The following model will help you plan a shoreline project:
- Bring together observations recorded during your field trip, plus any other research.
- Pinpoint problems needing solutions, such as an exotic species invasion or shoreline erosion.
- Determine if any of the four key wildlife habitat elements — food, water, shelter, and space — is insufficient. Are year-round food sources available? Is the water polluted or too warm owing to a lack of overhanging vegetation? Does wildlife have adequate shelter to nest, hide from predators, and take cover from harsh weather? Is there enough space for plants to grow and for animals to raise their young?
- Form a vision of how to restore habitat. Brainstorm solutions with schoolmates. For example, consider replanting a barren site with a vegetation buffer.
- Choose appropriate projects.
- Consult with experts, like biologists, and conservation officers.
- If natural shorelines have vanished from your community, do additional research. Find out what kinds of vegetation, animals, and food webs once existed along local shorelines by consulting local libraries and historical societies.
Draw up a shoreline action strategy
- Plan to supply one or more of the four key habitat elements: food, water, shelter, and space.
- Aim for diversity. An array of structures and plant communities in a variety of patterns, such as clumps, thickets, and edges, will attract a wider assortment of species.
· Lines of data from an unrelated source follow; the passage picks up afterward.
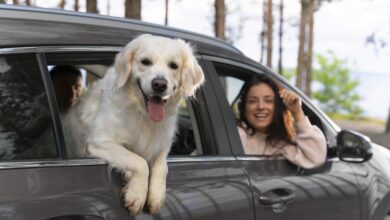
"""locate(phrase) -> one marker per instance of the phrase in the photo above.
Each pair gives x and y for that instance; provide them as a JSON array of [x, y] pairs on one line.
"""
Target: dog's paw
[[134, 200], [156, 198]]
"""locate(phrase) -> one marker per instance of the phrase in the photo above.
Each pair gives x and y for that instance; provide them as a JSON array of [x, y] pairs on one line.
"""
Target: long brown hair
[[282, 125]]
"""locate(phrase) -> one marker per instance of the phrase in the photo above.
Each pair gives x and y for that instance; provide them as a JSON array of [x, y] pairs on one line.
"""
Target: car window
[[187, 140], [25, 123], [232, 78]]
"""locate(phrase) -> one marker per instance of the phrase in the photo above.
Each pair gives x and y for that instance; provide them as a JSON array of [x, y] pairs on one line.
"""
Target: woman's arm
[[310, 148]]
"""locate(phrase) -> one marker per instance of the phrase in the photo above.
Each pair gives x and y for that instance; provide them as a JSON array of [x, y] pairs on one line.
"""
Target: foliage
[[333, 87], [337, 92]]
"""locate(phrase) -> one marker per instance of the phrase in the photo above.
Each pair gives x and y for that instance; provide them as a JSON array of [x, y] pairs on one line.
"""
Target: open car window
[[232, 78], [187, 141], [26, 125]]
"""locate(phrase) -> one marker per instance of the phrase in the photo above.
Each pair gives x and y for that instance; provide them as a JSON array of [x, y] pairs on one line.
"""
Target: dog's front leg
[[157, 183], [134, 168]]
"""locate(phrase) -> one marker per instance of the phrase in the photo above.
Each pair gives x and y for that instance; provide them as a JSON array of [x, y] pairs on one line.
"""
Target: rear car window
[[26, 130]]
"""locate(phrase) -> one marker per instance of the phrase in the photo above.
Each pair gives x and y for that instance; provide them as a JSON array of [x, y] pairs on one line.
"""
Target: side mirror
[[353, 146]]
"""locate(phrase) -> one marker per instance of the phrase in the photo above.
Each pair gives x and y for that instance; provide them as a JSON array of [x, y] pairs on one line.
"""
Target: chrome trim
[[188, 159], [51, 163], [259, 158], [97, 161], [58, 49]]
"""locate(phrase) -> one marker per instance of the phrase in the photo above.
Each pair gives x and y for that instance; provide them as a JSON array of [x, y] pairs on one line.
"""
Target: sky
[[342, 26]]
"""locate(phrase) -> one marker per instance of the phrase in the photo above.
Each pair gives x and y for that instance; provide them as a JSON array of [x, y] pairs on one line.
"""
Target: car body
[[218, 181]]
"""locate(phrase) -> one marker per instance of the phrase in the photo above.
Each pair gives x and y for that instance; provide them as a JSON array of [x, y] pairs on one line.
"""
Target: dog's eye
[[173, 65], [146, 62]]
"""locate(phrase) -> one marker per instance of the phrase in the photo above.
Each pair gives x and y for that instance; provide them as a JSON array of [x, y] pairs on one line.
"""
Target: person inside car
[[67, 83], [272, 122]]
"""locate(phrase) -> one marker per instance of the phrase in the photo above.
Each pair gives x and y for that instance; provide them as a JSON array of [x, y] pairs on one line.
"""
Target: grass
[[350, 117]]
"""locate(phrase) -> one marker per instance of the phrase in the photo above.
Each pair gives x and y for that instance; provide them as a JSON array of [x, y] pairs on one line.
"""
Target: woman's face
[[260, 106]]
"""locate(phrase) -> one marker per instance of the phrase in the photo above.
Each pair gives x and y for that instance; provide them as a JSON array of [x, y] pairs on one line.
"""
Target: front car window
[[25, 123], [94, 67]]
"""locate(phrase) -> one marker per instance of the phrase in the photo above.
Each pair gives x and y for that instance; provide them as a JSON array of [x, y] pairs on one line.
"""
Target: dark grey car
[[210, 177]]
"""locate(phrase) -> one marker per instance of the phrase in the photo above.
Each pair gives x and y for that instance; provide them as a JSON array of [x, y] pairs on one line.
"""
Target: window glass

- Plant trees, wildflowers, grasses, and aquatic plants indigenous to your area to help conserve the local gene pool.
- Share your plan with others (for example, teachers, parents, schoolmates, and community members).
- Submit your plan to the Canadian Wildlife Federation.
Get the go-ahead
- Obtain permission from your municipality or landowners before carrying out your project.
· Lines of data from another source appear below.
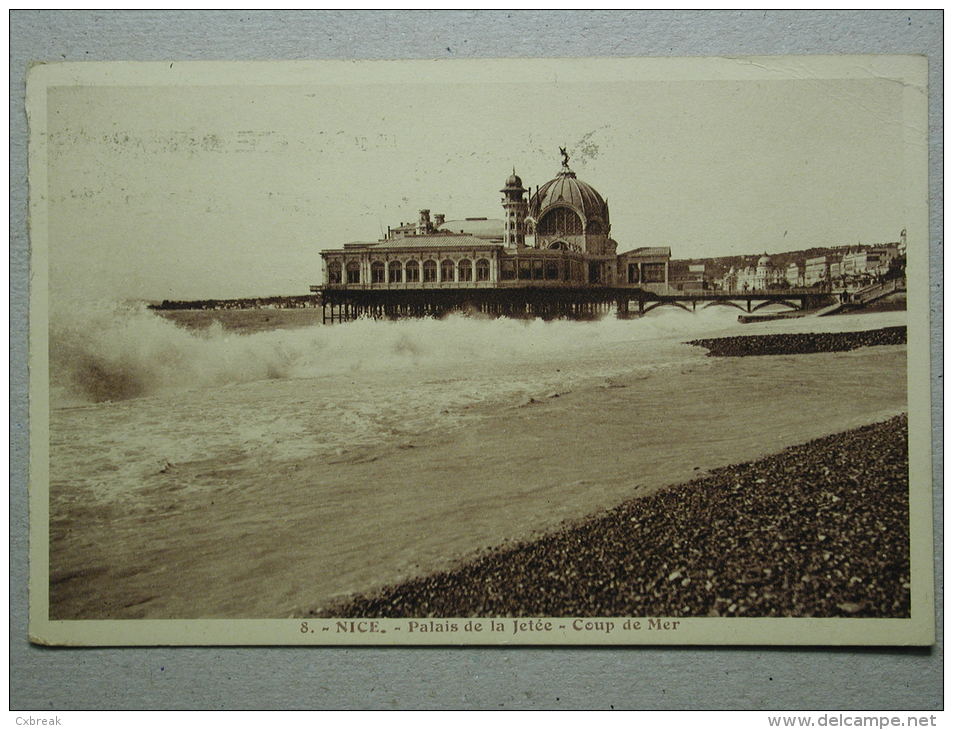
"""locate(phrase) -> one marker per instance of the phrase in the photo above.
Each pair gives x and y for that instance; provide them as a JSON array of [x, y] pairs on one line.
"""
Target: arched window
[[446, 270], [394, 272], [559, 221]]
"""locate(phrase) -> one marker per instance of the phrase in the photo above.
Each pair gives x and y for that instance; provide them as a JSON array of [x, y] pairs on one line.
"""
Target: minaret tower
[[516, 208]]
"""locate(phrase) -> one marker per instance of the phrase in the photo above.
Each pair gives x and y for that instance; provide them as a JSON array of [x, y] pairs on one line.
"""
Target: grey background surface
[[407, 678]]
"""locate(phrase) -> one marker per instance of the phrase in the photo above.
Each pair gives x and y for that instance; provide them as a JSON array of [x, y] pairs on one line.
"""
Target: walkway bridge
[[345, 303]]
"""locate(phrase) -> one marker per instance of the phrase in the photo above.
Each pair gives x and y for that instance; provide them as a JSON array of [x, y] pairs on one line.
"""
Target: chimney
[[424, 226]]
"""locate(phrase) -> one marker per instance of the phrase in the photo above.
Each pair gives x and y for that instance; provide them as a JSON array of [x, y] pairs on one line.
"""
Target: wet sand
[[819, 530], [243, 537]]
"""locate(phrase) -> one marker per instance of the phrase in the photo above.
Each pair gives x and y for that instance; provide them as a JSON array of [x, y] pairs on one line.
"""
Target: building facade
[[558, 236]]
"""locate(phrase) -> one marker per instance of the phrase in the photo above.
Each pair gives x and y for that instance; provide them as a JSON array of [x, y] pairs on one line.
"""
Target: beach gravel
[[797, 344], [818, 530]]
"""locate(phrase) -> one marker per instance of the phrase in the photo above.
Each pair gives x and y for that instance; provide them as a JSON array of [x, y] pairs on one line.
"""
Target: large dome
[[566, 189]]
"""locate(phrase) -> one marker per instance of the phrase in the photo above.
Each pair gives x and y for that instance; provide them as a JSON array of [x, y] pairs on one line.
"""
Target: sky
[[199, 191]]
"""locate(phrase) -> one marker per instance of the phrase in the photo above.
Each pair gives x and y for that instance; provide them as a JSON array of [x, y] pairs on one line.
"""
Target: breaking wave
[[112, 351]]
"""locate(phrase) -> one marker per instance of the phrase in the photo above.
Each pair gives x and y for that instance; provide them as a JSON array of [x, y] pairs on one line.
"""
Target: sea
[[206, 473]]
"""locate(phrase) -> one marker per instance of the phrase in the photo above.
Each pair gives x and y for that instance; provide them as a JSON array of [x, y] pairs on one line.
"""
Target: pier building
[[558, 237], [550, 254]]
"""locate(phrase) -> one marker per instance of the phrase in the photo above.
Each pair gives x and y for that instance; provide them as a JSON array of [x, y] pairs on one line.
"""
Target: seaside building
[[817, 270], [764, 275], [556, 237], [793, 275]]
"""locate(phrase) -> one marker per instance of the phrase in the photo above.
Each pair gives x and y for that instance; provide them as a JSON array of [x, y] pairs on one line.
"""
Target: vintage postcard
[[550, 351]]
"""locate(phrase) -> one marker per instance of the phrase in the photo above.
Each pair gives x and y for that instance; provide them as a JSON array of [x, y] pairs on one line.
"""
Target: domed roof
[[566, 189], [513, 181]]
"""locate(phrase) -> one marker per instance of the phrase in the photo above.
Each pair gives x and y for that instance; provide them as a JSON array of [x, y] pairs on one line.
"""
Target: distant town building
[[794, 275], [764, 275]]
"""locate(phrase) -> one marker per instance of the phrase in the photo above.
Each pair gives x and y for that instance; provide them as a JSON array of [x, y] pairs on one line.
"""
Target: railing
[[876, 291]]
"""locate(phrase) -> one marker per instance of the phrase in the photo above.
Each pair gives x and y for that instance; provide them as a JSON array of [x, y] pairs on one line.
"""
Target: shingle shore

- Ask bylaws inspectors about local regulations.
Implement your plan
- The more people involved in carrying out your plan, the greater your chances of success. Develop partnerships by enlisting parents, seniors, and other community members.
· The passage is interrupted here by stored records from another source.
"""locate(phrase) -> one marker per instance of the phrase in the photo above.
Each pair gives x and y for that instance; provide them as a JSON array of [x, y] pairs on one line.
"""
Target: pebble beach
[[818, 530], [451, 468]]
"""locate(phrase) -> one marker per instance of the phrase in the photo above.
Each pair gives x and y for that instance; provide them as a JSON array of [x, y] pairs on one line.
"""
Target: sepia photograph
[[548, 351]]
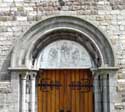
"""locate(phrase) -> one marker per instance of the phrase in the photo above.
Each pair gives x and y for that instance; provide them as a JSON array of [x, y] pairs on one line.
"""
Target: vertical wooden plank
[[73, 93], [49, 105], [82, 99], [91, 93], [68, 91], [39, 94], [43, 93], [57, 91], [53, 91], [77, 90], [62, 90]]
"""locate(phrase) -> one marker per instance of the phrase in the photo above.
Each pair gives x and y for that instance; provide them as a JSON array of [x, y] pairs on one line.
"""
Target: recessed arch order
[[32, 42]]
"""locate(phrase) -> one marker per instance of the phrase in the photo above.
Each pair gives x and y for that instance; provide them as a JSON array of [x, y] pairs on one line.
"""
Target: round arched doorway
[[72, 44]]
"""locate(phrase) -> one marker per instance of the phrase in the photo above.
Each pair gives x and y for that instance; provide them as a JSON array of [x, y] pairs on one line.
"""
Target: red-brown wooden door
[[65, 91]]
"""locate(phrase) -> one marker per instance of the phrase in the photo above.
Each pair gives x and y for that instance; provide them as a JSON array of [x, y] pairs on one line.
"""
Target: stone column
[[106, 95], [23, 92], [33, 92]]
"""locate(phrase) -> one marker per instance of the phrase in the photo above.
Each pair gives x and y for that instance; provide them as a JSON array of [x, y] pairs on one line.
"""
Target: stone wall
[[18, 15]]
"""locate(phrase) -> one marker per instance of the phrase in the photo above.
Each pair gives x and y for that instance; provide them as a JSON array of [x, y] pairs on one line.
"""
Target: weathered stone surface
[[18, 15]]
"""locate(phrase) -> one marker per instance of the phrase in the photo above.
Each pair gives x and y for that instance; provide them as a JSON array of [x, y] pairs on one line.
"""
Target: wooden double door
[[65, 91]]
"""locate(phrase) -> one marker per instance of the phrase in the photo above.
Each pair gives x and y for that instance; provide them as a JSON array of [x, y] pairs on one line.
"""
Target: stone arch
[[29, 46]]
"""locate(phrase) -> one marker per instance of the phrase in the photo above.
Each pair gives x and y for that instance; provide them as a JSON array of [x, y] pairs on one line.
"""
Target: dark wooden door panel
[[65, 91]]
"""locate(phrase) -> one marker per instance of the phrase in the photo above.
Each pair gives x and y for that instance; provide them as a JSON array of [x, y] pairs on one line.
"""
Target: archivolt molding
[[32, 42]]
- Ask local businesses and organizations, such as nurseries and wildflower societies, to donate services.
- A successful habitat strategy doesn’t come from a cookbook approach. Trial and error are vital ingredients.
- Take slides before, during, and after your activities.
- Long after you’ve implemented your plan, check regularly to ensure that planting projects are well nurtured and that building projects are in good repair.
- Blow your horn by writing articles on your progress for a local paper or by holding media events.